Uma das reportagens sobre ciência mais interessantes dos últimos tempos saiu em 16 de julho na Folha, um texto sobre etnoastronomia de Rafael Cariello e Antônio Gois. Nele se aprendia, por exemplo, que índios brasileiros vêem a Via Láctea como o Caminho da Anta.
Outra revelação dos estudos do físico Germano Bruno Affonso, da UFPR (Universidade Federal do Paraná), era que as constelações indígenas -Ema, Anta, Homem Velho, Veado- costumam reunir muito mais astros do que as consagradas pela astronomia tradicional, como Escorpião. E que é comum estrelas avermelhadas marcarem a posição do ânus dos animais celestes, nesse conhecimento projetado contra o mesmo firmamento sobre nossas cabeças.
Parece pouca coisa, ema em céu de escorpião e anta no caminho do leite, mas é toda uma outra perspectiva que se abre. Por coincidência, ela se revelou na véspera de uma viagem à Amazônia -para os céus de verdade que encimam as águas do Negro e do Tapajós- e logo após a leitura de um livro também iluminado: "A Inconstância da Alma Selvagem", do antropólogo Eduardo Viveiros de Castro, pela editora Cosac & Naify.
Assim como "Jamais Fomos Modernos", de Bruno Latour (Editora 34), é uma obra que abala as noções convencionais de objetividade que a pesquisa tecnocientífica alimenta sobre si mesma. No caso de Viveiros de Castro, a chave se encontra nas noções de "perspectivismo" e de "multinaturalismo", que dão nome ao capítulo-ensaio central, de número 8.
Simplificando talvez além da conta um pensamento elaborado, Viveiros de Castro encontra nas cosmologias ameríndias uma alternativa à oposição problemática entre Natureza e Cultura que subjaz à ciência ocidental, cuja matriz se encontra no Iluminismo do século 18.
Para a pesquisa de extração iluminista, existe uma única natureza, garantia última do conhecimento objetivo, e várias culturas -as moradas da particularidade e do subjetivismo. Entre ameríndios, valeria algo inverso: a cultura é universal, e particulares são as naturezas. Não é o homem que se aliena da animalidade com o advento da cultura, mas os animais que se afastam de uma humanidade universal, ora perdida. Os mitos indígenas, por sua vez, contariam como foi que esses animais perderam os atributos herdados ou mantidos pelos humanos.
O resultado dessa concepção peculiar é que os animais continuam a partilhar do mesmo universo cultural. Suas diferenças com os homens são apenas os corpos, sua natureza, e a perspectiva que lhes é inerente. O que um humano vê como lamaçal é a casa cerimonial da anta. Tudo depende do ponto de vista e da relação entre sujeitos culturais vestidos por corpos particulares. Uma das coisas que esse modo de ver-viver o mundo põe por terra é a noção de objeto, pois tudo é sujeito. A diferença, com isso, passa a ser algo que demanda negociação, diplomacia. É a atividade dos xamãs, que têm o poder de viajar entre as muitas naturezas e envergar outros corpos.

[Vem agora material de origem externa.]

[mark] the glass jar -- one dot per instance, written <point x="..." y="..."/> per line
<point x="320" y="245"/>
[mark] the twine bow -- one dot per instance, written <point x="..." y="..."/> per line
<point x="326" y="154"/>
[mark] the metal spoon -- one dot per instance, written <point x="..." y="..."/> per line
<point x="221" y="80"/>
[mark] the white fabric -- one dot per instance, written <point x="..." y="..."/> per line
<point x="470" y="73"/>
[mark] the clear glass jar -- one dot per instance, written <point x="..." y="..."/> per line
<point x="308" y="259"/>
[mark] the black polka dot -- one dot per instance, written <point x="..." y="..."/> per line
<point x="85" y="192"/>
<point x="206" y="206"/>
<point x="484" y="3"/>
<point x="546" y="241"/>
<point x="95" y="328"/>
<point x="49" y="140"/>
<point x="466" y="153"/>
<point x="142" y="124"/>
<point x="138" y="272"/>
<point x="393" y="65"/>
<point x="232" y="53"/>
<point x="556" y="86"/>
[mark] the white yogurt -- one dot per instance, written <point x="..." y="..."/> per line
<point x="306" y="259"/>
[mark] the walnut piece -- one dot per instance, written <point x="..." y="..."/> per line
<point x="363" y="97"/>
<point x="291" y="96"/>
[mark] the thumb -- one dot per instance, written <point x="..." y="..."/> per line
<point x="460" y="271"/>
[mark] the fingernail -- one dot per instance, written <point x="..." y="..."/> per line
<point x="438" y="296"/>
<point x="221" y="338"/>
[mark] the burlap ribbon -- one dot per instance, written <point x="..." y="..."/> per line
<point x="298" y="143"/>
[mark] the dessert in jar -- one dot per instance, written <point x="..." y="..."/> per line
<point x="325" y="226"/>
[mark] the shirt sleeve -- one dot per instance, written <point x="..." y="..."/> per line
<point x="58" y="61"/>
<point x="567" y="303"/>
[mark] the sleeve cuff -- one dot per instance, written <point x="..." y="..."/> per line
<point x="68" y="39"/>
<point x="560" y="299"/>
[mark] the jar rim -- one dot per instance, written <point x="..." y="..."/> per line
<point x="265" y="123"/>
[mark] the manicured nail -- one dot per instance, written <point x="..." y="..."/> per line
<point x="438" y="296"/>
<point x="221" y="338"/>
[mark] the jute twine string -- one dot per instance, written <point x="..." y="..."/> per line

Como diz Viveiros de Castro, não se trata de adotar essa visão estranha (muito menos, de desqualificá-la por falta de "objetividade"), mas de reconhecê-la como uma forma de pensamento em seu pleno direito. Mais que tentar explicá-la, pode-se aprender com ela. Afinal, o que é a diferença senão um convite -um imperativo- a refletir sobre os próprios pontos de vista e valores?